Nearly as important as the substance of the Supreme Court’s decision this week was its speed. The justices expedited review of the Colorado Supreme Court’s Dec. 19 ruling that Mr. Trump was ineligible thanks to the Constitution’s “insurrection clause.” Thus their opinion arrived one day before Super Tuesday’s nominating contests. That allows voters to choose from among all the candidates without worry that their preferred option will be removed by the time of the general election. The country would benefit from similar promptness in another matter under the high court’s consideration: Mr. Trump’s weak claim that he is immune from criminal prosecution.

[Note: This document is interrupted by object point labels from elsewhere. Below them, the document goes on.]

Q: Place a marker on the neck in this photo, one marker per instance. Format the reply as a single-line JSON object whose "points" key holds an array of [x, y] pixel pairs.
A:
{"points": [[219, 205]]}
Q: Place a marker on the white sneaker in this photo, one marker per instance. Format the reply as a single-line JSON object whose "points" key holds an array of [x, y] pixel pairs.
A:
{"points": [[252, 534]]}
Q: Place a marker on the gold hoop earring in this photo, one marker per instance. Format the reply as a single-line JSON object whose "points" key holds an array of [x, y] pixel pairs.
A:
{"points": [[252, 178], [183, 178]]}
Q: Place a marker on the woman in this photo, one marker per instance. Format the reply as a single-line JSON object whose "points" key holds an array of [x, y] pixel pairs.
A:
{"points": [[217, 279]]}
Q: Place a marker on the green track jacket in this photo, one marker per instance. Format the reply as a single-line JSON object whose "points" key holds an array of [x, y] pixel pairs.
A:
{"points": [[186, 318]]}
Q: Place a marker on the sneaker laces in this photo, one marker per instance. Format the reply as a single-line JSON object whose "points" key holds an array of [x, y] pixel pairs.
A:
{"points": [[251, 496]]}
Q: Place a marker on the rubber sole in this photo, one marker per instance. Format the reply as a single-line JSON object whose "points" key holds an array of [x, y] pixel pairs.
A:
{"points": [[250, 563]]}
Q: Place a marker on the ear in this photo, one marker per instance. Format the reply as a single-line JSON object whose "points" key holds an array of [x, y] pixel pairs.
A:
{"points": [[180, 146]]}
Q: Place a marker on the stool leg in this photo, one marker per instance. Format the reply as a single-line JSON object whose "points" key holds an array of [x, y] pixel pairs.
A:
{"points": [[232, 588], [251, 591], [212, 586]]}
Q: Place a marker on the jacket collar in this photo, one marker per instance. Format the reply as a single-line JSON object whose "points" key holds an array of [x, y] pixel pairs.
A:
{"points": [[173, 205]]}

Of course, the substance of the 14th Amendment case was what matters most. The notion that an arcane Civil War-era provision could be used to exclude Mr. Trump from presidential politics was always a bit too good to be true. The arguments in favor contained multiple points of failure: Did the insurrection clause even apply to the presidency, as opposed to the “offices” it explicitly named? Had the rule against rebels returning to power in Washington, approved soon after the Civil War, already been expunged with the Amnesty Act of 1872? Was the former president even an insurrectionist, and who should decide? As it happened, the Supreme Court didn’t need to bother with these intricacies. The justices turned instead, sensibly, to federalism.
The framers designed the presidency as a uniquely national office, so it made little sense to suppose that the authors of the 14th Amendment could have intended to make eligibility subject to a de facto state veto. The justices accordingly noted that federal officers “owe their existence and functions to the united voice of the whole, not a portion, of the people.” They warned against the “patchwork” that would result from allowing various states with various rules to make various determinations about who may or may not run for federal office.
More compelling still, the justices put these precepts in historical context. The 14th Amendment, drafted in the immediate aftermath of a rebellion carried out under the bogus “states’ rights” banner, was at its core a rebalancing of power between the states and the federal government — to limit the former and strengthen the latter. “It would be incongruous,” they pointed out, “to read this particular Amendment as granting the States the power — silently no less — to disqualify a candidate for federal office.”
To be sure, the court’s unanimity was not perfect. In a disgruntled joint concurring opinion, liberal justices Sonia Sotomayor, Elena Kagan and Ketanji Brown Jackson took their conservative colleagues to task for declining to limit their rationale to federalism. Instead, the court’s majority opinion went on to say that nobody can enforce Section 3 against anybody without an act of Congress detailing whom the provision disqualifies. The three liberals called this judicial overreach, designed to “insulate this Court and petitioner” from future political firestorms.
They have a point: The 14th Amendment is far from clear on the matter, and Section 3 does become harder to employ if only Congress can do so. The court leaves no room for Congress to refuse to certify the election of an alleged insurrectionist, for instance, and no room for courts to consider lawsuits against a president or their appointees on the grounds that they’ve been improperly installed. Justice Amy Coney Barrett, a Trump appointee, agreed with the liberals. What she objected to, however, in a short concurrence that read more like a blog post than a legal opinion, was the “stridency” with which the three expressed their quibble. “All nine Justices agree on the outcome of this case. That is the message Americans should take home.”
Justice Barrett might not be the right messenger — spin is not part of the court’s job description — but it was the right message. This often bitterly divided Supreme Court managed to reach the same bottom line: Whatever else it might do, the 14th Amendment does not authorize states to cull the presidential ballot. It struck a blow both for federalism and for democracy — albeit ironically, given Mr. Trump’s own antidemocratic tendencies. The way to prevent his comeback remains clear: to vote.